All the more reason not to rest, in his opinion.

"It'll only prolong the process if you're weak," they continued, their tone matching Jazz's matter-of-factness with heart-wrenching accuracy. "You might think that's a good thing, that it'll buy you time, but there's really no point. You're going to stay with me for as long as I want you to."

"No, I won't," Danny whispered, but the defiance in his tone was betrayed by his fear.

"It's cute that you think that." They got to their feet, looked around, and frowned. "You ate."

He hadn't, but Danny wasn't going to admit that. "You brought me food. I thought you said I needed my strength.
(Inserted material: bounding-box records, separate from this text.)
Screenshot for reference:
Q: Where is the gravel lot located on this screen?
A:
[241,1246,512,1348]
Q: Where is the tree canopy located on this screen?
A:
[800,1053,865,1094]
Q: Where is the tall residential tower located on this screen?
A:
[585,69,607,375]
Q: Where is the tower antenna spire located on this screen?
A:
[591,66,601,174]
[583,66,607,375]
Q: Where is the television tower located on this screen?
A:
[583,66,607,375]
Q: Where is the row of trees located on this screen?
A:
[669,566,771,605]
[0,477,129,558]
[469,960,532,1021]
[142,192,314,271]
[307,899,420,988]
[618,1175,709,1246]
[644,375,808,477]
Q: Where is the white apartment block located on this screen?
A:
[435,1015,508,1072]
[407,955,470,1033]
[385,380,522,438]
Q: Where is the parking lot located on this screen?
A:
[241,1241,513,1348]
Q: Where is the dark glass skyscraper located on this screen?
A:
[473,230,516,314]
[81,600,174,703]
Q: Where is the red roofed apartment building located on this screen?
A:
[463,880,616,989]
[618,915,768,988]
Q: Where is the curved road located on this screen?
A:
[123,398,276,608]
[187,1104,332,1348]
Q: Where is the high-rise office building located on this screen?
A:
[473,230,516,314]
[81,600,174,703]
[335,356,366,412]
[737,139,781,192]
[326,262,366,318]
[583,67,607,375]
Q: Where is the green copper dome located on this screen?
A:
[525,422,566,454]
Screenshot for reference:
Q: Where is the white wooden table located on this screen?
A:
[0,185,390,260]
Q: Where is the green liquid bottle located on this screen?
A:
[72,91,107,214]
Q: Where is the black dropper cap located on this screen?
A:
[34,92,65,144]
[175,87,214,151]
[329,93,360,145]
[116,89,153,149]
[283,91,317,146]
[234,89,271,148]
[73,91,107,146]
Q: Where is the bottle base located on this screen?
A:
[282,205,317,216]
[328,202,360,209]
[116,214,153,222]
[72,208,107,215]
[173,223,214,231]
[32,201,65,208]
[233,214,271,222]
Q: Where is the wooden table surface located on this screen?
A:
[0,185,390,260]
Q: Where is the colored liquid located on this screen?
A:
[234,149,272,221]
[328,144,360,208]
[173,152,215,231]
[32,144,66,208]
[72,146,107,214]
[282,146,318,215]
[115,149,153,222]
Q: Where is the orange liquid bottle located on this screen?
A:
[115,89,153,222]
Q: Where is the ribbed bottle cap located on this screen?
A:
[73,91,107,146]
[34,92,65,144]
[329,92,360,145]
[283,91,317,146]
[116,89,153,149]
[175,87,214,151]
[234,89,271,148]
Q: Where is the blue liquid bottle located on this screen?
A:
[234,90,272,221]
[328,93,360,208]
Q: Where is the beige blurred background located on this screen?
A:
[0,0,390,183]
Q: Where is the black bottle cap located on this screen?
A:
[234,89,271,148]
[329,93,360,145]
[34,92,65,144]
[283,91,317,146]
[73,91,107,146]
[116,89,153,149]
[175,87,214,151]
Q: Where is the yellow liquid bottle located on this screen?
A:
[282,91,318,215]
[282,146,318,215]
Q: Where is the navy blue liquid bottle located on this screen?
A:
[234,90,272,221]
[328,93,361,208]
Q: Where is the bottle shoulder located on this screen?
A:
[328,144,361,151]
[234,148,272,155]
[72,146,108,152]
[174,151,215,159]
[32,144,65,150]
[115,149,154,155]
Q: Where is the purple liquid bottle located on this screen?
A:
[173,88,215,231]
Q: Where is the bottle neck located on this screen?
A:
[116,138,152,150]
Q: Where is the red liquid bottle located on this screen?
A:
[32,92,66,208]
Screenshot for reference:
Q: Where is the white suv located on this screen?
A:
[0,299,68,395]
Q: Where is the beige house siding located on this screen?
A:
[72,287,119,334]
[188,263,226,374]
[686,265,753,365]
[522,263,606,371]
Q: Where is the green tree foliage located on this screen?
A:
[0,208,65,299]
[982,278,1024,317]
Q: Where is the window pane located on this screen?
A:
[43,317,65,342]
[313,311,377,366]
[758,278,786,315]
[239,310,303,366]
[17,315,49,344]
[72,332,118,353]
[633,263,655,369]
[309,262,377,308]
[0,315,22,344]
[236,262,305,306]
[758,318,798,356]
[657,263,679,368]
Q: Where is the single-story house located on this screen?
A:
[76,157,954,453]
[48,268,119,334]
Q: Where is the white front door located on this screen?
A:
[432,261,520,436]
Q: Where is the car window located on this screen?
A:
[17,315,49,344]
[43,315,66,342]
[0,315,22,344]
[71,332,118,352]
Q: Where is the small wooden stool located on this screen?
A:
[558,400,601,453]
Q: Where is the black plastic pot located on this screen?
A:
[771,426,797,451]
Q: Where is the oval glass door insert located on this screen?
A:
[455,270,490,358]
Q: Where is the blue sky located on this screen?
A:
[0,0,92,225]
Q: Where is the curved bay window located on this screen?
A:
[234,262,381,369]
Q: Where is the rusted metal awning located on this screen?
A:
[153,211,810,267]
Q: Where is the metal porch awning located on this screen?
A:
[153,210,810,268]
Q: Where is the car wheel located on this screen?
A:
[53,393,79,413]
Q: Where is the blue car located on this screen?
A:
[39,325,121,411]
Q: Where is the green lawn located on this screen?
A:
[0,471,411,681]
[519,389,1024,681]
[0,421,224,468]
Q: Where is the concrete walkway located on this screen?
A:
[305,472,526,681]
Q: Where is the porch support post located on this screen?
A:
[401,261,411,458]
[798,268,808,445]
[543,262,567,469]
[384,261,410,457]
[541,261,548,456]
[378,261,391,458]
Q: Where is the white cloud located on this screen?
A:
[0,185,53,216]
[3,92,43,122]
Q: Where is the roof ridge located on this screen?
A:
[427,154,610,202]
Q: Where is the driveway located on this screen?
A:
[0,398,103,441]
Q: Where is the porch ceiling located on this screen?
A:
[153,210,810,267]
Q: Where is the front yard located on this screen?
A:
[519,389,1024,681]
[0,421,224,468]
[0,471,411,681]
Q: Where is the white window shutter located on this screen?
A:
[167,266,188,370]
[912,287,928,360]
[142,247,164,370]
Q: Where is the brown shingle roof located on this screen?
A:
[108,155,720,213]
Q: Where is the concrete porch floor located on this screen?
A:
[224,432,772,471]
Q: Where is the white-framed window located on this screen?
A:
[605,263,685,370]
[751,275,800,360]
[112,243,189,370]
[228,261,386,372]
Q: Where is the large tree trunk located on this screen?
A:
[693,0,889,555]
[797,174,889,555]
What was I supposed to do, throw it away?"

They turned back to him and narrowed their eyes. "Someone else was here."

"What?" He couldn't stop his voice from spiking in panic. "No, it's just me!"

They grabbed him and hauled him to his feet, his arm nearly being wrenched out of its socket as it was twisted around thanks to the cuffs. "Who knows you're here?" they hissed. "Which little friend do you have helping you?"

"I don't have anyone!" Danny protested, and he tried not to think about the fact that it was true. That he'd driven away the only person…ghost…who might've helped him.

"I'm not a fool," the shifter snapped. "No food wrappers in sight. Why would that be, if you can't move from here?"

"I don't know! Mice? Seriously, I was asleep!"

"Then maybe you should sleep for a little longer," snarled the ghost, and Danny couldn't avoid the punch that caught him on the side of the jaw.